Ciò che è successo, in fondo, con la proclamazione del Mattarella bis è proprio il fallimento di quel fronte, sostenitore del primo governo Conte e ricostituitosi per l’occasione della corsa al Quirinale. Mente di questa machiavellica operazione il leader leghista Matteo Salvini, che ha tentato di far eleggere un candidato nominato dal centrodestra d'intesa con Giorgia Meloni e con la parte “contiana” del M5s, ossia fedele all’attuale leader del Movimento, Giuseppe Conte, senza che ci fosse stato un accordo condiviso con gli altri partiti. Questa strategia, però, ha condotto solo a insuccessi: esemplari sono i tentativi falliti di eleggere la presidente del Senato Elisabetta Casellati e, infine, perfino il capo dei servizi segreti Elisabetta Belloni.
Esaurita anche l’ultima carta in gioco (Belloni, appunto), nella mattinata del 29 gennaio cresce tra i parlamentari la consapevolezza che l’operato di questa insolita coalizione-ombra porterà alla rottura dell’ampia maggioranza che sostiene il governo Draghi. È così che, crescendo il sostegno per la rielezione del Capo dello Stato uscente, PD, Italia Viva, LeU, Forza Italia e i 5 stelle “dimaiani”, cioè vicini all’ex capo del Movimento Luigi Di Maio, si compattano in uno schieramento opposto, in grado di privare Conte, Salvini e Meloni dei voti necessari per eleggere un presidente non condiviso.
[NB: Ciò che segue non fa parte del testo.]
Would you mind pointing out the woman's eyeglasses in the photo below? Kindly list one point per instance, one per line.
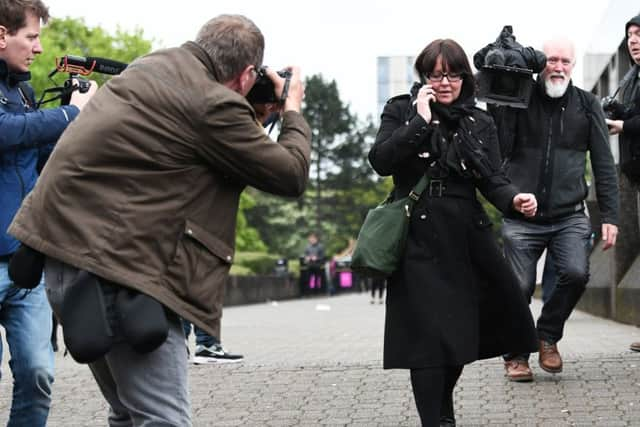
(452, 77)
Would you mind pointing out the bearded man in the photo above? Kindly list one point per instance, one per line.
(548, 145)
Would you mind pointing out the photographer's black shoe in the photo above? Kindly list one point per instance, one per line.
(447, 422)
(214, 354)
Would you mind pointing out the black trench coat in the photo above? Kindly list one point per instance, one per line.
(454, 298)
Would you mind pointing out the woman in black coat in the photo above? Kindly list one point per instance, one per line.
(454, 299)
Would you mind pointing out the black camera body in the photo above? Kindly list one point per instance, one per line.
(264, 91)
(613, 109)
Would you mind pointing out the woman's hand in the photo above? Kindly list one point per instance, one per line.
(615, 126)
(425, 96)
(526, 204)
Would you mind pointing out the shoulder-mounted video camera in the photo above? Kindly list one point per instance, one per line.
(264, 91)
(78, 66)
(613, 109)
(505, 70)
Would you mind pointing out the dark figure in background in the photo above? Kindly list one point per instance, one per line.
(506, 51)
(626, 123)
(314, 259)
(209, 347)
(27, 136)
(453, 299)
(546, 148)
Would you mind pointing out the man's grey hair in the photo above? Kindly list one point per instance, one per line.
(232, 42)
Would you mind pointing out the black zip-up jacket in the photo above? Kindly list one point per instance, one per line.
(545, 149)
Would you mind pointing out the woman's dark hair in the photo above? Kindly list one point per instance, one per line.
(454, 59)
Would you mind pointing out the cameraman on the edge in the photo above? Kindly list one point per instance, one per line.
(27, 136)
(143, 191)
(627, 125)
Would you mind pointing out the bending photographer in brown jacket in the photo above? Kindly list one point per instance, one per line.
(142, 192)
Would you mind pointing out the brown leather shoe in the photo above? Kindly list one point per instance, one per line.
(518, 370)
(549, 358)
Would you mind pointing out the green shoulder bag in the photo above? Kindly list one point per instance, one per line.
(383, 235)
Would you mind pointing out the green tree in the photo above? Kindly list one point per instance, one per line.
(330, 120)
(71, 36)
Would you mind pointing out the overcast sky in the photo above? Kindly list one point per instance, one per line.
(341, 38)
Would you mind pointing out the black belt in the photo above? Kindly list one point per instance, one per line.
(444, 188)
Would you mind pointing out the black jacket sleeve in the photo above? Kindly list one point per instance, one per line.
(399, 137)
(604, 171)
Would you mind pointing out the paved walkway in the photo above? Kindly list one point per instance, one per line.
(317, 362)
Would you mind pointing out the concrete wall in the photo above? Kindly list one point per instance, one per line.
(260, 289)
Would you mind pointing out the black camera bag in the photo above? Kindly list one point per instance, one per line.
(142, 319)
(25, 267)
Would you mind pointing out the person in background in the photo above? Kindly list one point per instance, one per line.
(377, 284)
(314, 259)
(454, 299)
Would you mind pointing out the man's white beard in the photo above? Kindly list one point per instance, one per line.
(556, 90)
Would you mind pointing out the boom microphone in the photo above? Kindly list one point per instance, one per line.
(87, 65)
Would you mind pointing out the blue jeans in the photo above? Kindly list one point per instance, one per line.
(26, 319)
(567, 240)
(149, 389)
(202, 338)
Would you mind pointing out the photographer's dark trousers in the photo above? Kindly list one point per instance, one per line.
(568, 241)
(25, 317)
(142, 389)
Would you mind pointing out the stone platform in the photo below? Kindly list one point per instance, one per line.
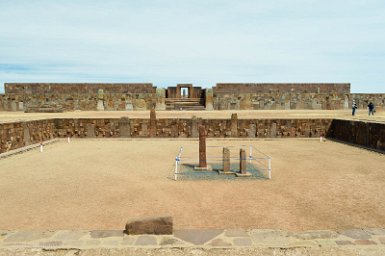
(369, 241)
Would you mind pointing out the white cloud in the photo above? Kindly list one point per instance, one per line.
(204, 42)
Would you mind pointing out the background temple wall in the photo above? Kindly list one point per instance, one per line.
(30, 97)
(18, 134)
(370, 135)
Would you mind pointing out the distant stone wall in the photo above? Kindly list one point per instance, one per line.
(239, 88)
(70, 97)
(18, 134)
(55, 97)
(367, 134)
(77, 88)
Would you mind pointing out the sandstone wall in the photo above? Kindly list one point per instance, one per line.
(370, 135)
(238, 88)
(77, 88)
(18, 134)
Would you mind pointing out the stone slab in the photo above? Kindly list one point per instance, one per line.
(106, 233)
(355, 234)
(146, 241)
(197, 236)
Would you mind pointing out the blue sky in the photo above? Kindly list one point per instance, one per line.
(201, 42)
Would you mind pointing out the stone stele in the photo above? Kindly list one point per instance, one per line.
(151, 225)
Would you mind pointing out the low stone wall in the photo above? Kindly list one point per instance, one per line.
(285, 101)
(19, 134)
(370, 135)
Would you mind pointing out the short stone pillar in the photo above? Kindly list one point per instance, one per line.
(194, 127)
(124, 127)
(152, 123)
(226, 160)
(160, 99)
(242, 161)
(100, 105)
(209, 99)
(234, 125)
(202, 147)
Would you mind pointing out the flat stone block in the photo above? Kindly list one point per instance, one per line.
(219, 243)
(246, 174)
(310, 235)
(170, 241)
(197, 236)
(69, 235)
(376, 231)
(26, 236)
(236, 233)
(152, 225)
(344, 242)
(355, 234)
(364, 242)
(106, 233)
(146, 241)
(242, 242)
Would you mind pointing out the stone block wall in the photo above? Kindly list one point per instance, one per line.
(240, 88)
(370, 135)
(19, 134)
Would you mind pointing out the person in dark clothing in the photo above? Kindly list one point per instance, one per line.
(371, 108)
(354, 107)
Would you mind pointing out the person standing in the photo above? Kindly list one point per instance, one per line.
(354, 107)
(371, 108)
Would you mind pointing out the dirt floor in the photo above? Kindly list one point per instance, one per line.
(292, 114)
(99, 184)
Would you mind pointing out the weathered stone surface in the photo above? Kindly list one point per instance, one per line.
(202, 147)
(226, 159)
(124, 127)
(151, 225)
(106, 233)
(152, 123)
(197, 236)
(242, 161)
(234, 125)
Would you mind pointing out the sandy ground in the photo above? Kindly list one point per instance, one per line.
(342, 114)
(99, 184)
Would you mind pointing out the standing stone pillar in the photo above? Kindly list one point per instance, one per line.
(194, 127)
(226, 160)
(209, 99)
(202, 147)
(100, 105)
(124, 127)
(160, 99)
(273, 130)
(242, 161)
(152, 123)
(234, 125)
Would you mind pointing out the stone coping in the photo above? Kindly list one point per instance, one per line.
(193, 238)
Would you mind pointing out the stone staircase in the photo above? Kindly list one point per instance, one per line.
(185, 104)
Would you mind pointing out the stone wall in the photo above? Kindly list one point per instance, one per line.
(370, 135)
(18, 134)
(77, 88)
(239, 88)
(70, 97)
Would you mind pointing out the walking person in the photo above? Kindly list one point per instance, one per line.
(371, 108)
(354, 107)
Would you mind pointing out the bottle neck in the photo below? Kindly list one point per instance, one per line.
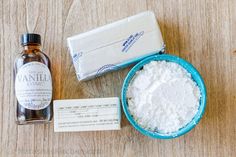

A questo punto, anche a Conte e Salvini non resta altro che allinearsi con la maggioranza di governo per il Mattarella bis.
Tutto porterebbe a pensare che l'esito delle elezioni non abbia indebolito il governo, ma non si può ignorare come i partiti siano usciti a pezzi dalla partita per il Quirinale. Nel M5s si è acuita la profonda divisione interna, già esistente, tra Conte e Di Maio, e il sospetto che il primo abbia fatto il doppio gioco con Salvini rischia di metterlo in cattiva luce con i suoi alleati nell’ala del centrosinistra. Al tempo stesso, si ha l’impressione che anche la Lega viva una situazione analoga. Le frequenti discordanze tra Salvini e il suo vice Giancarlo Giorgetti danno l’idea di un partito spaccato in due: da un lato i “salviniani”, tuttora ancorati all’ideologia populista, dall’altro coloro i quali, desiderosi di un’evoluzione in senso moderato ed europeista del partito, si riconoscono in Giorgetti.
Adesso il malcontento nel centrodestra e nella Lega per il fallimento di Salvini, che avrebbe voluto comportarsi da regista delle operazioni per il Quirinale, rischia di indebolire la sua leadership.
Proprio a causa di tutti questi conflitti interni d’ora in poi Draghi non potrà esitare a imporre la sua autorevolezza sui partiti. Non farlo equivarrebbe a concedere loro troppo spazio in quello che è l'anno pre-elettorale, nel quale ciascun partito cercherà di enfatizzare i propri meriti. La messa a terra delle riforme del PNRR necessarie per la modernizzazione del Paese, motivo per il quale è stato scelto da Mattarella, deve restare l’unico faro che guidi l’azione del premier Draghi.